Do You Know Your Business Credit Score?


In the current economic environment, business owners understand that a good personal credit score is critical to their financial well-being. But what many neglect is their company’s business credit score. Inextricably linked to a company’s pecuniary health, the score can influence everything from loan interest rates to insurance premiums.

The business credit score offers an objective snapshot of how a company handles its financial responsibilities, as a personal credit score does for an individual. Also known as a commercial risk score, it includes a range of information from payment history and credit utilization to delinquencies, collections, bankruptcies, and judgments to even business age, industry risk, and number of employees. Dan Meder, vice president of marketing and product management for business information services at the global information services company Experian, says credit bureaus such as his use certain algorithms that examine key risk factors to express as a score the likelihood that a business will repay its debts.
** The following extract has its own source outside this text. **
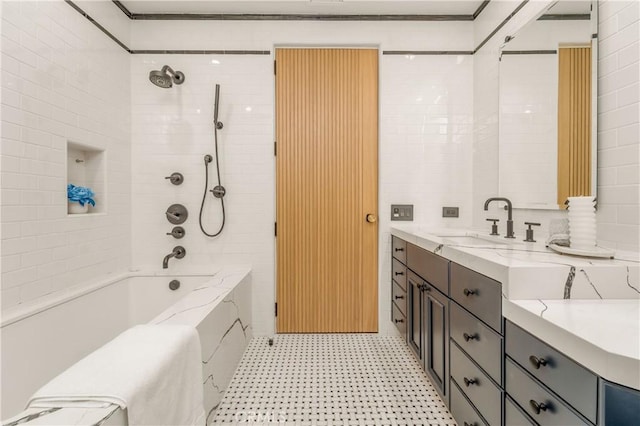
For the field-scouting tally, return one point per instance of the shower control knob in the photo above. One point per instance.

Despite the business climate, Experian’s Business Benchmark Report, which offers a monthly analysis of small business health, shows that commercial credit scores have been on the rise. For the first quarter of 2010, scores increased by nearly 2%, suggesting a slight improvement in the ability of companies to meet payment obligations over the next 12 to 24 months.

But just how many business owners actually understand commercial credit scores? Many entrepreneurs don’t know about business credit ratings as a whole. “It’s not in the business psyche,” says Arlene Williams, executive vice president of Seaway Bank and Trust Co. (No. 8 on the BE Banks list with $385 million in assets). “A lot of businesses just aren’t aware they exist.”

“Many of the small businesses we work with have not developed a business credit score yet,” says Lesia Bates Moss, president of Seedco Financial , a national nonprofit community finance organization focused on lending to small businesses in traditionally underserved communities.

“Small business owners might think of their consumer credit report as their business credit report,” says Ross McKay, vice president of commercial information solutions for Equifax Inc., one of the leading consumer credit reporting agencies in the U.S. “But they need to understand that in many cases, there is a separate business credit report.”

Of course, lack of knowledge doesn’t exempt business owners from being rated.

When is the report established?
Companies can have a business credit score without even knowing it, notes Meder. Usually, as soon as businesses establish a relationship with banks and vendors that consistently report to credit bureaus, credit agencies begin to generate commercial reports about them.